Column Name for documents. Column should contain a str value.

word_column_name : unicode

Column name for words. Column should contain a str value.

word_count_column_name : unicode

Column name for word count. Column should contain an int32 or int64 value.

max_iterations : int32 (default=None)

The maximum number of iterations that the algorithm will execute. The valid value range is all positive int. Default is 20.

alpha : float32 (default=None)

The hyperparameter for document-specific distribution over topics. Mainly used as a smoothing parameter in Bayesian inference. Larger value implies that documents are assumed to cover all topics more uniformly; smaller value implies that documents are more concentrated on a small subset of topics. Valid value range is all positive float.

Default is 0.1.

beta : float32 (default=None)

The hyperparameter for word-specific distribution over topics. Mainly used as a smoothing parameter in Bayesian inference. Larger value implies that topics contain all words more uniformly and smaller value implies that topics are more concentrated on a small subset of words. Valid value range is all positive float. Default is 0.1.

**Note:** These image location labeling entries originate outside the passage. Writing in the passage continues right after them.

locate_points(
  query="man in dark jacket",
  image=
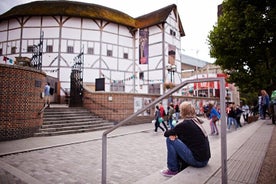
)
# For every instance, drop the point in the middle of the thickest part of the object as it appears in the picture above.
(188, 141)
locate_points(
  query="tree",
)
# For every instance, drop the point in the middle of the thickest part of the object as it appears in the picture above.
(243, 43)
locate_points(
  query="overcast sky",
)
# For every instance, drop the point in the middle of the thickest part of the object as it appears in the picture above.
(198, 18)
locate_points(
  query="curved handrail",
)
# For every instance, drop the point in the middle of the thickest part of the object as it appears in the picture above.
(176, 88)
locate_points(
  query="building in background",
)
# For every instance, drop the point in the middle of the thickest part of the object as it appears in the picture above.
(136, 55)
(193, 68)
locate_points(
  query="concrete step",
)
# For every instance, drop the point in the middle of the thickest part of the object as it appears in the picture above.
(71, 131)
(70, 126)
(67, 120)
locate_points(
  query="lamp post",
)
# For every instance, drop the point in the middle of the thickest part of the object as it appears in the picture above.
(171, 69)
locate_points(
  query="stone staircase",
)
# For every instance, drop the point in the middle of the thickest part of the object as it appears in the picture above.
(68, 120)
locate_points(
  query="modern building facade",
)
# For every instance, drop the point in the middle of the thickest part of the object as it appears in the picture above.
(136, 55)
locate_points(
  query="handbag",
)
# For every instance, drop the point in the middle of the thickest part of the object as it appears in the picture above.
(160, 120)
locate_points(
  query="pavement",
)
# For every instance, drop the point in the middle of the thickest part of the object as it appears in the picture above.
(135, 154)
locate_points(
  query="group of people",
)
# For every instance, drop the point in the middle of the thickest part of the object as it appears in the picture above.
(187, 142)
(263, 104)
(233, 113)
(172, 116)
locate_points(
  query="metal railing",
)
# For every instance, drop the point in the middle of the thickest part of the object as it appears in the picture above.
(176, 88)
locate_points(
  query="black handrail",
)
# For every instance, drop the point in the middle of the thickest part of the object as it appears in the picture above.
(42, 110)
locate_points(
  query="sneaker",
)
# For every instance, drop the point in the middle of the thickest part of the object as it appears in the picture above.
(168, 173)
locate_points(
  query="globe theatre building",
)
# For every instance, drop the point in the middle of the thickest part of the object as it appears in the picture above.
(136, 55)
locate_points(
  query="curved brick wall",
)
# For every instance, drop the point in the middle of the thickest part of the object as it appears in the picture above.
(20, 101)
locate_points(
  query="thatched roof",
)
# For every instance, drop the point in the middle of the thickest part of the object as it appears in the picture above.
(88, 10)
(158, 17)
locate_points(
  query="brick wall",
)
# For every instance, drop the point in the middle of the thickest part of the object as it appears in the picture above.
(117, 106)
(20, 101)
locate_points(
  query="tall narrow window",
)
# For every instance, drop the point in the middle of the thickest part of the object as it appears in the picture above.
(90, 50)
(49, 48)
(30, 49)
(125, 55)
(13, 51)
(109, 53)
(70, 49)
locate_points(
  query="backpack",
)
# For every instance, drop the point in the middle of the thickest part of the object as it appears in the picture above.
(51, 91)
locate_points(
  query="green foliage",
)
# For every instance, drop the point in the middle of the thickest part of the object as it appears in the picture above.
(243, 43)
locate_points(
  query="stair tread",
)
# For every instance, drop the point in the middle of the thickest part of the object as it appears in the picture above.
(57, 121)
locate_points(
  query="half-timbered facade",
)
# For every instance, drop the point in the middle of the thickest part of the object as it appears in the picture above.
(131, 54)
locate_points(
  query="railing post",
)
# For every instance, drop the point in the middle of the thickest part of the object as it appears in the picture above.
(104, 156)
(223, 140)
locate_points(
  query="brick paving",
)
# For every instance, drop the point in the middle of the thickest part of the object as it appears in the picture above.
(81, 162)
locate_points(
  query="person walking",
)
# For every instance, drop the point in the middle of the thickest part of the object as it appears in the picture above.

convergence_threshold : float32 (default=None)

The amount of change in LDA model parameters that will be tolerated at convergence. If the change is less than this threshold, the algorithm exits before it reaches the maximum number of supersteps. Valid value range is all positive float and 0.0. Default is 0.001.

evaluate_cost : bool (default=None)

“True” means turn on cost evaluation and “False” means turn off cost evaluation. It’s relatively expensive for LDA to evaluate cost function. For time-critical applications, this option allows user to turn off cost function evaluation. Default is “False”.

num_topics : int32 (default=None)

The number of topics to identify in the LDA model. Using fewer topics will speed up the computation, but the extracted topics might be more abstract or less specific; using more topics will result in more computation but lead to more specific topics. Valid value range is all positive int. Default is 10.


Headers

Authorization: test_api_key_1
Content-type: application/json

Description

See the discussion about Latent Dirichlet Allocation at Wikipedia.


Response

Status

200 OK

Body

Returns information about the command. See the Response Body for Get Command here below. It is the same.

GET /v1/commands/:id

Request

Route

GET /v1/commands/18

Body

(None)

Headers

Authorization: test_api_key_1
Content-type: application/json

Response

Status

200 OK

Body

dict

The data returned is composed of multiple components:

Frame : topics_given_doc
Conditional probabilities of topic given document.
Frame : word_given_topics
Conditional probabilities of word given topic.
Frame : topics_given_word
Conditional probabilities of topic given word.
str : report
The configuration and learning curve report for Latent Dirichlet

Allocation as a multiple line str.